In Minnesota, it is illegal for any motorist to compose an electronic message, for example texting, while operating a motor vehicle. Reu also told School Transportation News that it is also against the law for drivers under the age of 18 or who hold a provisional driver's license from using a cell phone for any reason except in an emergency situation.
At the beginning of each school year, the Reu said the Minnesota State Patrol reminds drivers to take appropriate actions in and around school buses.
"While we typically don't conduct enforcement saturations focused on school buses, we do preform distracted driving saturations targeting all drivers," he added.
The Minnesota State Patrol also visits high schools and driver training classes to provide a presentation on the leading causes of motor vehicle crashes: speed, distracted driving, driving while impaired, and not wearing seatbelts. This presentation is geared to younger audiences and starts with a video featuring testimonies of teens who were involved in fatal crashes.
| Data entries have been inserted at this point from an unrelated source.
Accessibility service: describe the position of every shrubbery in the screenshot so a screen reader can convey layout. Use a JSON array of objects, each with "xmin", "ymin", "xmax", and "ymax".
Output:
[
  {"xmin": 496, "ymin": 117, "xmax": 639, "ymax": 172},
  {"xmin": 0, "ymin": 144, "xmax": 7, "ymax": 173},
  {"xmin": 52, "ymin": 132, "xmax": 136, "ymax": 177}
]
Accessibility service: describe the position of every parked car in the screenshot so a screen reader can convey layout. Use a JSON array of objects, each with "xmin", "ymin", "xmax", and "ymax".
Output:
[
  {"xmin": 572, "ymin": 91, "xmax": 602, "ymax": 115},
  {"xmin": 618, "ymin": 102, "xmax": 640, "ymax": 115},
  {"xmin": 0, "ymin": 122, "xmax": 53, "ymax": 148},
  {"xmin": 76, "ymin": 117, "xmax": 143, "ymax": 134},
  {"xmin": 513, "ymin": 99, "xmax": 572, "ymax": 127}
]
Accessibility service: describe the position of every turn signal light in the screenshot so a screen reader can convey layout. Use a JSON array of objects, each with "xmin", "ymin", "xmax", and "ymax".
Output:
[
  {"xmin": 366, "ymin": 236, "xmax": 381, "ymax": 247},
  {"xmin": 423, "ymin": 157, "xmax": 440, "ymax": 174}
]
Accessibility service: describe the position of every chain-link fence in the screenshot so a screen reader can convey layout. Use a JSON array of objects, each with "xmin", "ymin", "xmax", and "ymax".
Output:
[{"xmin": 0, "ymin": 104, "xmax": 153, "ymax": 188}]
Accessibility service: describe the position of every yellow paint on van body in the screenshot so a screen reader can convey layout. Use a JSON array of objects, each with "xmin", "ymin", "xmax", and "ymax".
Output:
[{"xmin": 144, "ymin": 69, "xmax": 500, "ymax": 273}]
Earlier this month, researchers at the Insurance Institute for Highway Safety and the University of Michigan’s Transportation Research Institute called for mandatory under-ride guards on school buses following an Oct. 9 incident, in which a Brighton (N.Y.) High School student driving three friends plowed into the back of a school bus. NHTSA implemented under-ride regulations for heavy-duty trucks and tractor trailers in 1999 but has yet to make them a requirement for school buses. The National Congress on School Transportation in 2005 passed a resolution asking NHTSA to study the number of crashes stemming from a school bus that was stopped or was slowing down and motorists traveling behind react too late and crash into the rear.
NHTSA is currently investigating under-ride guards on single trucks and commercial buses, but Bob Riley, executive director of NASDPTS, told STN that the administration has said that the investigation does not include school buses because of the additional concern of passenger safety within the school bus.